Do you ever feel like getting an ice cream when the weather is scorching hot outside? Or continuously shake your legs or walk up and down when you’ve got nothing to do?
Here at the Bornean Sun Bear Conservation Centre (BSBCC), where the weather sometimes hits a summery 31°C, we take in extra care to treat our sun bears with our very own version of ice cream called, “Ice Blocks”, which are various fruits in a block of frozen honey-water, then on other days, we trek into the jungle in search of bamboos, sticks, dead logs, termite mounds or anything that is plausible to be creatively created as a “toy” for the sun bears to stimulate naturalistic behavior. This is important because a sun bear in captivity will tend to pace, and what we call this a stereotypic behavior – A behavior that is equivalent to a human’s shaking of legs or walking up and down for a long period of time, hence why these “toys” are an important management tool in ensuring that these bears are stimulated physiological and psychologically.
These “toys”, also known as Enrichment, serves more than just a cure for boredom, but with careful and a thoughtful goal-oriented plan, these enrichment tools can serve a higher purpose in stimulating a sun bear’s cognitive, sensory, locomotion, and social skills and so much more! Since most of the sun bears – young and old – at the centre are rescued from illegal pet trade, these enrichment tools are very crucial to encourage their naturalistic behavior such a wild sun bear would be and have. From using their claws to dig out, their exceptionally long tongue to retrieve honey or fruits, their keen sense of smell and even to their skillful tree-climbing bustle.

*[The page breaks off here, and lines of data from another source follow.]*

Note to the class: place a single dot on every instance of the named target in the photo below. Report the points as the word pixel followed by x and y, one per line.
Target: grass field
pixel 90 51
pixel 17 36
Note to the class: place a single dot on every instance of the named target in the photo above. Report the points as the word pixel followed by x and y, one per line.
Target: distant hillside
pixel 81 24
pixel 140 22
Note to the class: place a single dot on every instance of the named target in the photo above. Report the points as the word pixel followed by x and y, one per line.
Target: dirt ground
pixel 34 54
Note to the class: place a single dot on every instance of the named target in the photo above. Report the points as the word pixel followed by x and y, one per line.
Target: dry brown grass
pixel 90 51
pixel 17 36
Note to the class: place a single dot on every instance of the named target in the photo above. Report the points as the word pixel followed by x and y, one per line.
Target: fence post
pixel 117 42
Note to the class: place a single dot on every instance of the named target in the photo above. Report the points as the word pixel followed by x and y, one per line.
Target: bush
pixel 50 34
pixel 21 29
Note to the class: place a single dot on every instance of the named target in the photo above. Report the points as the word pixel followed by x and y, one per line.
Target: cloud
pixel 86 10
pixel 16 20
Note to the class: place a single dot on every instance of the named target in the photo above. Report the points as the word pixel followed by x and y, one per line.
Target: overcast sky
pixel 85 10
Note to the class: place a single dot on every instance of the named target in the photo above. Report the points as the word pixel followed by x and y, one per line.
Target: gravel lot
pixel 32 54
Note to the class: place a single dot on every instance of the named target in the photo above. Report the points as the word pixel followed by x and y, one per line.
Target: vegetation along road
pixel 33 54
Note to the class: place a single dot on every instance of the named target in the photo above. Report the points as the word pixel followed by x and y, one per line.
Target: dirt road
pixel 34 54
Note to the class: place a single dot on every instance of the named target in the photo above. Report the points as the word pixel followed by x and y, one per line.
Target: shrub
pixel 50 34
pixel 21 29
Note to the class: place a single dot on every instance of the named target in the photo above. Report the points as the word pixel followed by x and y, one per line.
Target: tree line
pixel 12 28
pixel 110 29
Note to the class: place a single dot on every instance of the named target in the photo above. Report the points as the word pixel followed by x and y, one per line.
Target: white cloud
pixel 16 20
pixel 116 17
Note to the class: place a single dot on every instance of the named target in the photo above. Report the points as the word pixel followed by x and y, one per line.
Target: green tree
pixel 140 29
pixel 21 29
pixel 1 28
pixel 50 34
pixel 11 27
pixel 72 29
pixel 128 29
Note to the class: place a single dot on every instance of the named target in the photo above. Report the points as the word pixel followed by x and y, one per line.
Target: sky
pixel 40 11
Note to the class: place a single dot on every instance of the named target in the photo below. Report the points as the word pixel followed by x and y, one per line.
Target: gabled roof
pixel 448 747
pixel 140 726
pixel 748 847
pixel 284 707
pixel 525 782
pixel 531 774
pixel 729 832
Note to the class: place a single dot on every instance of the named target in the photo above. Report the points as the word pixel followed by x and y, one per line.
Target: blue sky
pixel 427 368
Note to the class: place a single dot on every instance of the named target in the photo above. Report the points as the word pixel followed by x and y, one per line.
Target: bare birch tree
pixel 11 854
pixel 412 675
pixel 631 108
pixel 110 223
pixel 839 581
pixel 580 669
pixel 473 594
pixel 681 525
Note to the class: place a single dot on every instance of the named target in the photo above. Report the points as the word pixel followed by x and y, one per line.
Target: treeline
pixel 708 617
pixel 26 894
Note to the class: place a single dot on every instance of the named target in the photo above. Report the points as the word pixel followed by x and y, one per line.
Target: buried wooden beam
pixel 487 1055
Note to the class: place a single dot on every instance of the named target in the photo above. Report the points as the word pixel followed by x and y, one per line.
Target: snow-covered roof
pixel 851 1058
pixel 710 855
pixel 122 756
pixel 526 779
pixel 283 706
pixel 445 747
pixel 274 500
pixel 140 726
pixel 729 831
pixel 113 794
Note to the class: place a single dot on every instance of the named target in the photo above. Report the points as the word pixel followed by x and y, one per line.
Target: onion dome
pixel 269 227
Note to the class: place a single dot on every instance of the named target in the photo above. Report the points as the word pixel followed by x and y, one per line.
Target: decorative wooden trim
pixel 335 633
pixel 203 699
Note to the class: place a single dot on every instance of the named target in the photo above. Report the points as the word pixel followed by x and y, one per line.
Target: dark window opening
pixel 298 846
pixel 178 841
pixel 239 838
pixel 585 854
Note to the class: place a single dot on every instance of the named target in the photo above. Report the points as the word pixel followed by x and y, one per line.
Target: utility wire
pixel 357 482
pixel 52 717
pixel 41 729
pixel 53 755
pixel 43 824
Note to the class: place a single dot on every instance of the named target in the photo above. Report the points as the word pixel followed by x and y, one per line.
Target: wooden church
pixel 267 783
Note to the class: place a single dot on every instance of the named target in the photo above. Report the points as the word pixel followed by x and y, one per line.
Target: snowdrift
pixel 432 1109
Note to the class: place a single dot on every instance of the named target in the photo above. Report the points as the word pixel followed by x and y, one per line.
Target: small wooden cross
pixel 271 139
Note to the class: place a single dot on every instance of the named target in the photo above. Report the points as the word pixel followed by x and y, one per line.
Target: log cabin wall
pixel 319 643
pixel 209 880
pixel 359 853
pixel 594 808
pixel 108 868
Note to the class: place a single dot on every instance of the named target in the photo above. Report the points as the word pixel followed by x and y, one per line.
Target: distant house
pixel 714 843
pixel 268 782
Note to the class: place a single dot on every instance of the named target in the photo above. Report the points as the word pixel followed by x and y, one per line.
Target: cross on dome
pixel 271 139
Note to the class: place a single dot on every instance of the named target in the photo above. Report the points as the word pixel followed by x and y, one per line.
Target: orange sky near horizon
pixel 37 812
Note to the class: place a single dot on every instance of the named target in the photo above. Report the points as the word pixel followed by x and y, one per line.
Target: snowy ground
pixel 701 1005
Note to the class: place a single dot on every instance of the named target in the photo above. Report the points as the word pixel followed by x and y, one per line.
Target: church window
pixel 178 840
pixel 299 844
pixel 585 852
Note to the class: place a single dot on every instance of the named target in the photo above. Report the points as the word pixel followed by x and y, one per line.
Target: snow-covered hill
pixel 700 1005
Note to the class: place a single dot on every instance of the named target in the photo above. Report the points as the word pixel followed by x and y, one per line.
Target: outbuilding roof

Here’s a look at some of the enriching toys we give to our sun bears!
Sika, Kina and Gutuk are playing with Aussie Dog Ball, an enrichment tool designed to encourage the usage of their claws, their tongue and overall to stimulate their cognitive skills in order to retrieve the fruits that are being trapped inside, replicating a like-fruit that may be found in the dense rainforest.
Bermuda and Ronnie are using their long tongue to retrieve the honey out of the drilled log. An environment-based enrichment tool designed to peak a bear’s sense of smell, foraging skills and the usage of their long tongue!
Sika, Noah, Panda and Chin are lounging their lazy days on the hammock, made out of used fire hoses, a type of physical/habituation enrichment to encourage the bears to rest up high above the grounds as how a wild sun bear would rest in the canopies of the rainforest!
Fun fact: Did you know that sun bears can also build nests way up high on the trees just as how an Orang Utan would?
Nano, Dodop and Noah enthusiastically clawing their way into the natural treasures (aka termites!) hidden within the log. This type of natural enrichment promotes the usage of their claws, their sense of smell, and their foraging skills too!
Fun fact: When wild sun bears feast upon termites in the rain forest, this ensures the population level of termites to be controlled, thus ensuring a healthy ecosystem of trees from being completely devoured! Thank you sun bears!
A type of enrichment tool to prompt locomotor activity among the sun bears so that the bears can happily climb, climb and climb!
And many more! We thank our keepers and volunteers for the endless commitment for their hard work in creating existing and even new enrichment ideas for the sun bears!
We always strive to maintain and ensure that the sun bears in our centre are well care not only through their diet but an overall welfare and rehabilitation through encouragement with these enrichment tools that is crucial to strengthen the foundation of sun bear skills and hopefully, this progress will eventually lead up to their release back into the wild, where they truly belong.